程言眉头紧锁,目光冷冷地看向这个男人,他能感觉到来者不善,一种莫名的不安在心头蔓延。
“你们在这儿聊什么呢?这么热闹,不会是有什么不可告人的秘密吧?”那男子嘴角微微上扬,勾起一抹坏笑,他的目光也在程言身上来回游移打量,那眼神让程言感觉极不舒服。
“跟你有关系吗?政科二队的魏井。”程言语气冷淡,话语中带着明显的疏离和不满。
“别生气嘛,都是同学,有什么话好好说。”魏井却像是没察觉到程言的反感,一边说着一边大摇大摆地坐在了程言旁边,还极其自然地把胳膊搭在了程言的肩膀上。
“听说,你跟一个叫陆瑾的在武器库发生了点事,是不是真的。”魏井压低声音问道,眼中带着狡黠。
程言用力甩开魏井搭在肩上的胳膊,站起身来,语气冰冷地说道:“魏井,你不要在这里胡言乱语。我和陆瑾在武器库什么事都没发生,麻烦把你那张嘴闭上。”
陆瑾向前一步,他毫不客气地说道:“他用不着跟你解释。”
魏井的目光转向陆瑾,他疑惑的问道:“这位是?”
“我就是你说的陆瑾。”陆瑾说道。
魏井上下打量着陆瑾,带着一丝挑衅:“原来是你啊,既然你来了,那正好,你们俩一起把事情说清楚,省着我再去打听。”
陆瑾向前一步,站在程言身边:“兄弟,我们没什么好跟你说的,你所谓打听来的消息,不过是些毫无根据的谣言。我们没义务向你解释。”
魏井冷笑一声:“没义务?你们可别忘了,整个政科已经有了不少传言,你们不想办法澄清,难道想被人指指点点?还是说,这些传言都是真的,你们心虚不敢面对?”
程言怒视着魏井:“我们行得正坐得端,没做过就是没做过。倒是你,在这里煽风点火,居心何在?”

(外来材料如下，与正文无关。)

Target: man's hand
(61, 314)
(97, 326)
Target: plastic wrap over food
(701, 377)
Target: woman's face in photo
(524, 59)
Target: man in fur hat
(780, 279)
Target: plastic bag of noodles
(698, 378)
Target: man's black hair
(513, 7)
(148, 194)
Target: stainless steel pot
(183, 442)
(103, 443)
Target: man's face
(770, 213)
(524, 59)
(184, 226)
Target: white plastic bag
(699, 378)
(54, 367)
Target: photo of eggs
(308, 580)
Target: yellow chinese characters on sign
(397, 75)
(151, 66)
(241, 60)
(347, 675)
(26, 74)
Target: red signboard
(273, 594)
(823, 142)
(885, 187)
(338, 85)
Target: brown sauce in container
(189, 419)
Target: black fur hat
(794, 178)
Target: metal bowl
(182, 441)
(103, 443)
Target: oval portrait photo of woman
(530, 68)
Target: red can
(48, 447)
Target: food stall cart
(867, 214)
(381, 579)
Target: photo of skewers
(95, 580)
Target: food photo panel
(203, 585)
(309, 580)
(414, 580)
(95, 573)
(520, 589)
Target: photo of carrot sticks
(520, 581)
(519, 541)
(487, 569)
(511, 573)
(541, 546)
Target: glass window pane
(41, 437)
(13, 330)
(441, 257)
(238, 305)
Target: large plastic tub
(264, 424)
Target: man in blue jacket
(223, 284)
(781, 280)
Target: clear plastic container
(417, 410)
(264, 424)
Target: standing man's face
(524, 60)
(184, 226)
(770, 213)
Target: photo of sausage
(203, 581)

魏井摊开双手,一脸无辜:“我可没煽风点火,我只是想知道真相。你们要是真没什么,就把武器库的事原原本本说出来,也好让我回去帮你们辟谣啊。”
陆泽珉听了魏井的话,满脸不屑地对身旁的兄弟们说道:“兄弟们,你们来评评理,他这话你们信吗?我看他啊,就像是在训练的时候,把脑子当子弹射出去了一样。”
陈梓平冷笑一声,接着陆泽珉的话说道:“岂止是这样,说不定啊,是他在和我们炮科一起演练的时候,被弹片击中,直接镶到脑子里了,才会说出这种莫名其妙的话。”
刘俞也忍不住加入了嘲讽的行列,语气中带着几分戏谑:“你们说的都不太准确,我听我爷爷讲过,有一种病叫癫痴,症状就和他现在这个样子差不多。”
周景行一听来了兴趣,追问刘俞:“刘俞,既然你爷爷这么说,那他有没有提到过这种病该怎么治疗呢?”